I walk along the gravel path that divides the back lawn, neatly, like a hair parting. It has rained during the night; the grass to either side is damp, the air humid. Here and there are worms, evidence of the fertility of the soil, caught by the sun, half dead; flexible and pink, like lips.
I open the white picket gate and continue, past the front lawn and towards the front gate. In the driveway, one of the Guardians assigned to our household is washing the car. That must mean the Commander is in the house, in his own quarters, past the dining room and beyond, where he seems to stay most of the time.
The car is a very expensive one, a Whirlwind; better than the Chariot, much better than the chunky, practical Behemoth. It’s black, of course, the colour of prestige or a hearse, and long and sleek. The driver is going over it with a chamois, lovingly. This at least hasn’t changed, the way men caress good cars.

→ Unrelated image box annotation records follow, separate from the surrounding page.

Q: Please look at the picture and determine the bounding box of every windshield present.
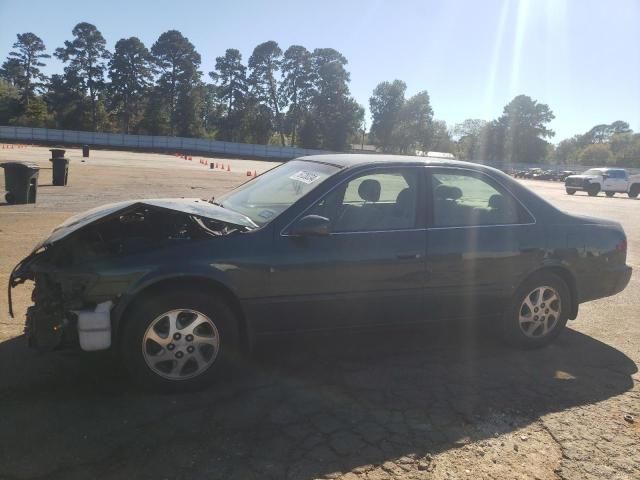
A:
[216,160,339,226]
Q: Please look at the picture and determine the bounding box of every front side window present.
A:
[431,172,523,227]
[309,168,419,233]
[216,160,340,226]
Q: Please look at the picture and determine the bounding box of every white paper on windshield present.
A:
[289,170,320,185]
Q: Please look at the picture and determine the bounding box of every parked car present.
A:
[531,170,553,180]
[521,168,542,178]
[553,170,578,182]
[9,155,631,389]
[564,168,640,198]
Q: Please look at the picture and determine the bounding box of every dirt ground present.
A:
[0,147,640,480]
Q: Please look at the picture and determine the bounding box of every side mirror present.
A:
[288,215,329,237]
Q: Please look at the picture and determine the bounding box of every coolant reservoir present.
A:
[73,300,113,351]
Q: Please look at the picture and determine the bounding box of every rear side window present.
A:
[431,171,528,227]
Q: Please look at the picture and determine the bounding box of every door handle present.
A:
[396,253,422,260]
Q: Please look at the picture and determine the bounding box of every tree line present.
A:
[0,22,364,150]
[0,22,640,167]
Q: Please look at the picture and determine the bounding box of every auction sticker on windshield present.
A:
[289,170,320,184]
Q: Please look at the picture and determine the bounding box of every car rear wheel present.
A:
[503,272,571,348]
[587,185,600,197]
[121,291,238,391]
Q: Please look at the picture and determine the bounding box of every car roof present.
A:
[295,153,495,170]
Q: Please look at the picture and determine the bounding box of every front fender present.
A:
[111,264,237,332]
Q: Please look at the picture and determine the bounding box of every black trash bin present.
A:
[51,157,69,187]
[0,162,40,204]
[49,148,66,159]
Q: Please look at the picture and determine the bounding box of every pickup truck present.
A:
[564,168,640,198]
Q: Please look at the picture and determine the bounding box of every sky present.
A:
[0,0,640,143]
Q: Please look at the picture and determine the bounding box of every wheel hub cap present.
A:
[142,309,220,380]
[518,286,562,338]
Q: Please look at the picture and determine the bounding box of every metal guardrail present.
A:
[0,126,330,159]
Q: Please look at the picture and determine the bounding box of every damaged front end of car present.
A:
[8,199,257,350]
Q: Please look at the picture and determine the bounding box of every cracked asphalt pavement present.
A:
[0,147,640,480]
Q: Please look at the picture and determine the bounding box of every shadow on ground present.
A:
[0,326,636,479]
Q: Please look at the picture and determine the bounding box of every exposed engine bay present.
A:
[8,199,256,350]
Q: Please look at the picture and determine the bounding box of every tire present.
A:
[120,290,238,392]
[502,272,571,348]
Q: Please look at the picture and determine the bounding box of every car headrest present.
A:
[489,193,505,210]
[436,185,462,200]
[358,178,382,202]
[396,188,411,209]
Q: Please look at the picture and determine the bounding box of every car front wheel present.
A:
[121,291,238,391]
[503,272,570,348]
[587,185,600,197]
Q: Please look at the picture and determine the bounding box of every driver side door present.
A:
[252,167,427,331]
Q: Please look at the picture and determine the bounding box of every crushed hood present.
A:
[34,198,258,251]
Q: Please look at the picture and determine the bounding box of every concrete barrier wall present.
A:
[0,126,331,159]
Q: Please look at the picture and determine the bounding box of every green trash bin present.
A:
[0,162,40,204]
[51,157,69,187]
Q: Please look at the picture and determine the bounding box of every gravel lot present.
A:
[0,147,640,480]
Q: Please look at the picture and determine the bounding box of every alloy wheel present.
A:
[518,286,562,338]
[142,309,220,380]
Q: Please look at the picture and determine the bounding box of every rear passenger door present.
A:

He’s wearing the uniform of the Guardians, but his cap is tilted at a jaunty angle and his sleeves are rolled to the elbow, showing his forearms, tanned but with a stipple of dark hairs. He has a cigarette stuck in the corner of his mouth, which shows that he too has something he can trade on the black market.

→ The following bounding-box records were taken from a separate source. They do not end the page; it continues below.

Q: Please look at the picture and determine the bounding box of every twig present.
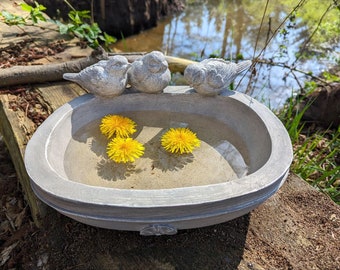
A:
[293,4,333,65]
[256,59,329,85]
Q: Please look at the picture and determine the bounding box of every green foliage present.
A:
[20,2,47,24]
[0,1,116,48]
[291,128,340,204]
[322,71,340,82]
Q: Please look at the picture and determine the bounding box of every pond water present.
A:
[113,0,340,108]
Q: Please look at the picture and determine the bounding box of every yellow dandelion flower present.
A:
[99,114,136,138]
[161,128,201,154]
[106,137,144,163]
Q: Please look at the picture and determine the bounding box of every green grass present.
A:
[278,98,340,205]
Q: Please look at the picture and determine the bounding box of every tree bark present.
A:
[0,48,108,87]
[0,49,195,88]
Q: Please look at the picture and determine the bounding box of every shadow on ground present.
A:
[39,212,249,270]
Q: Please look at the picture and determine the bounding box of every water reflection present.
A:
[114,0,339,108]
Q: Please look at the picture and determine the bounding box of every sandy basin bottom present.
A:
[64,111,247,189]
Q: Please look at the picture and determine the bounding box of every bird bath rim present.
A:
[25,86,292,208]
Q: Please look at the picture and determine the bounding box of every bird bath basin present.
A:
[25,87,292,235]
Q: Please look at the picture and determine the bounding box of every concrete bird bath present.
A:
[25,52,292,235]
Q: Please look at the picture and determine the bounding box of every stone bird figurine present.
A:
[128,51,171,93]
[63,55,131,97]
[184,58,252,96]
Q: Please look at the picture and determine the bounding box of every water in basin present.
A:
[64,111,247,189]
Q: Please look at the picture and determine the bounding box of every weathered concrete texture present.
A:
[25,87,292,234]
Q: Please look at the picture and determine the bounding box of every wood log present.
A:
[0,82,86,227]
[0,48,108,87]
[0,49,195,88]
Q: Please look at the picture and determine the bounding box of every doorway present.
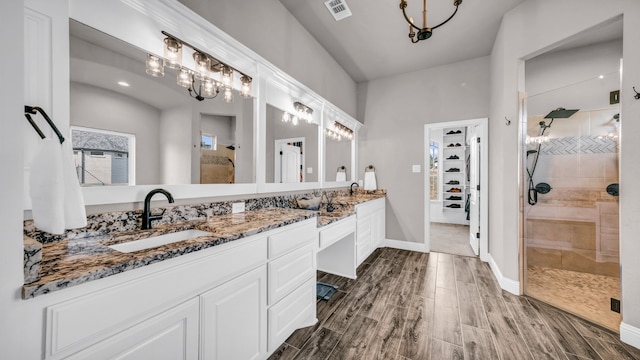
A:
[424,118,488,261]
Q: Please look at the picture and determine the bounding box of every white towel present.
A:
[30,137,87,234]
[364,171,378,190]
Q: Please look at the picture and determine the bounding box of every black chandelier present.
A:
[400,0,462,44]
[146,31,252,102]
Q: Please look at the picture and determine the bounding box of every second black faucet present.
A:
[141,189,173,230]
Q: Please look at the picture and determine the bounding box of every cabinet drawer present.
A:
[268,244,316,304]
[267,276,316,352]
[320,216,356,249]
[356,198,385,217]
[269,218,318,259]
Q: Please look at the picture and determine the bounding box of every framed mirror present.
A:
[265,104,320,184]
[69,20,256,191]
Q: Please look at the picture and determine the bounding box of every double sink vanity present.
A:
[22,190,385,359]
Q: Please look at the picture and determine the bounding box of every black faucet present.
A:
[349,182,360,195]
[141,189,173,230]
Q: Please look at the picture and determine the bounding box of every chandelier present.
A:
[400,0,462,44]
[146,31,251,103]
[282,101,313,125]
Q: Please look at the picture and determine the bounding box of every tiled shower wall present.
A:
[526,110,619,275]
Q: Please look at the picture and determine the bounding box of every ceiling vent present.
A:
[324,0,352,21]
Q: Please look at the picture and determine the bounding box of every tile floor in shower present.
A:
[525,266,620,332]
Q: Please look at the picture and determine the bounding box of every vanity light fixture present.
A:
[324,121,353,141]
[400,0,462,44]
[146,31,252,102]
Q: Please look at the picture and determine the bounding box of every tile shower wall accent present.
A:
[540,136,618,155]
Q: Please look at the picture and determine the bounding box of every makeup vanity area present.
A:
[22,0,385,359]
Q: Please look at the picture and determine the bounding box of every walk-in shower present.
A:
[527,107,579,205]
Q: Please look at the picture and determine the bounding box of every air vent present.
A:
[324,0,352,21]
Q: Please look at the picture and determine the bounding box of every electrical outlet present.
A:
[231,201,244,214]
[611,298,620,314]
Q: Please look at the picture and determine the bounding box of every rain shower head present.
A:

I know this man’s name: Nick. I know this because I’ve heard Rita and Cora talking about him, and once I heard the Commander speaking to him: Nick, I won’t be needing the car.

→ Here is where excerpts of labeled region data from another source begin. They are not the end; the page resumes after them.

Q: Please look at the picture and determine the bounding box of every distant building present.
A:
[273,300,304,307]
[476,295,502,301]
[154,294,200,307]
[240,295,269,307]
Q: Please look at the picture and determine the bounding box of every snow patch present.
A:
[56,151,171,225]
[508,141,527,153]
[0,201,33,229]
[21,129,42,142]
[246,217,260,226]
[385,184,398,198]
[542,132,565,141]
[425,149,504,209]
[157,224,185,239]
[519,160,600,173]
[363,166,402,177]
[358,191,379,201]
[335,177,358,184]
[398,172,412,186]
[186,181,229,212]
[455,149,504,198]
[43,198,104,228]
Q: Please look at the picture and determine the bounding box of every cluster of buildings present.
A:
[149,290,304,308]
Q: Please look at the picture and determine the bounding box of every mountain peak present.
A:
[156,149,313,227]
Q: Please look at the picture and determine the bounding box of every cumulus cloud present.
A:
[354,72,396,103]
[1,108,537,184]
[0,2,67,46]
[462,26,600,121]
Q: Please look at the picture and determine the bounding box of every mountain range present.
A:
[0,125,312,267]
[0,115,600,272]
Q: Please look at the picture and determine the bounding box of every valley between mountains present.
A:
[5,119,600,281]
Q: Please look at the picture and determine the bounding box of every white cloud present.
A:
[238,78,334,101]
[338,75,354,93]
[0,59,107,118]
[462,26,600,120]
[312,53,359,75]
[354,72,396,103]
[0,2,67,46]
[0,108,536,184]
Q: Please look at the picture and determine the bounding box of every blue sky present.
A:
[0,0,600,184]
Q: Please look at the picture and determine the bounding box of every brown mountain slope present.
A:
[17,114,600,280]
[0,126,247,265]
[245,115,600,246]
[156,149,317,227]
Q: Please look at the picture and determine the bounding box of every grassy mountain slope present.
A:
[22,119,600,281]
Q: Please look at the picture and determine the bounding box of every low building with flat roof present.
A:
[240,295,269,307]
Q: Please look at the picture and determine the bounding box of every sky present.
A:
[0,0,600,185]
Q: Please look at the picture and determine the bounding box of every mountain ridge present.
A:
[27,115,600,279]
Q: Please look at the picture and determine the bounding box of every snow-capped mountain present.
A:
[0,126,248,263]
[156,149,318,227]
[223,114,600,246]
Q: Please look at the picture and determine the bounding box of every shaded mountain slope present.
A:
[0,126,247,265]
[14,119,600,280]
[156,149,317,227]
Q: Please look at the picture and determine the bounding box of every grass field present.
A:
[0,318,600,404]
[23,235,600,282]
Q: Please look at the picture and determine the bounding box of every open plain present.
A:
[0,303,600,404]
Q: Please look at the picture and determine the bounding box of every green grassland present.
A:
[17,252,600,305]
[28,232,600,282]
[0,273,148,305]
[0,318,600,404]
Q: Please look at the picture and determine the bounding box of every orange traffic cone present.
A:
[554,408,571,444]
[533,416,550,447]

He lives here, in the household, over the garage. Low status: he hasn’t been issued a woman, not even one. He doesn’t rate: some defect, lack of connections. But he acts as if he doesn’t know this, or care. He’s too casual, he’s not servile enough. It may be stupidity, but I don’t think so. Smells fishy, they used to say; or, I smell a rat. Misfit as odour. Despite myself, I think of
how he might smell. Not fish or decaying rat: tanned skin, moist in the sun, filmed with smoke. I sigh, inhaling.
He looks at me, and sees me looking. He has a French face, lean, whimsical, all planes and angles, with creases around the mouth where he smiles. He takes a final puff of the cigarette, lets it drop to the driveway, and steps on it. He begins to whistle. Then he winks.
I drop my head and turn so that the white wings hide my face, and keep walking. He’s just taken a risk, but for what? What if I were to report him?
Perhaps he was merely being friendly. Perhaps he saw the look on my face and mistook it for something else. Really what I wanted was the cigarette.
Perhaps it was a test, to see what I would do.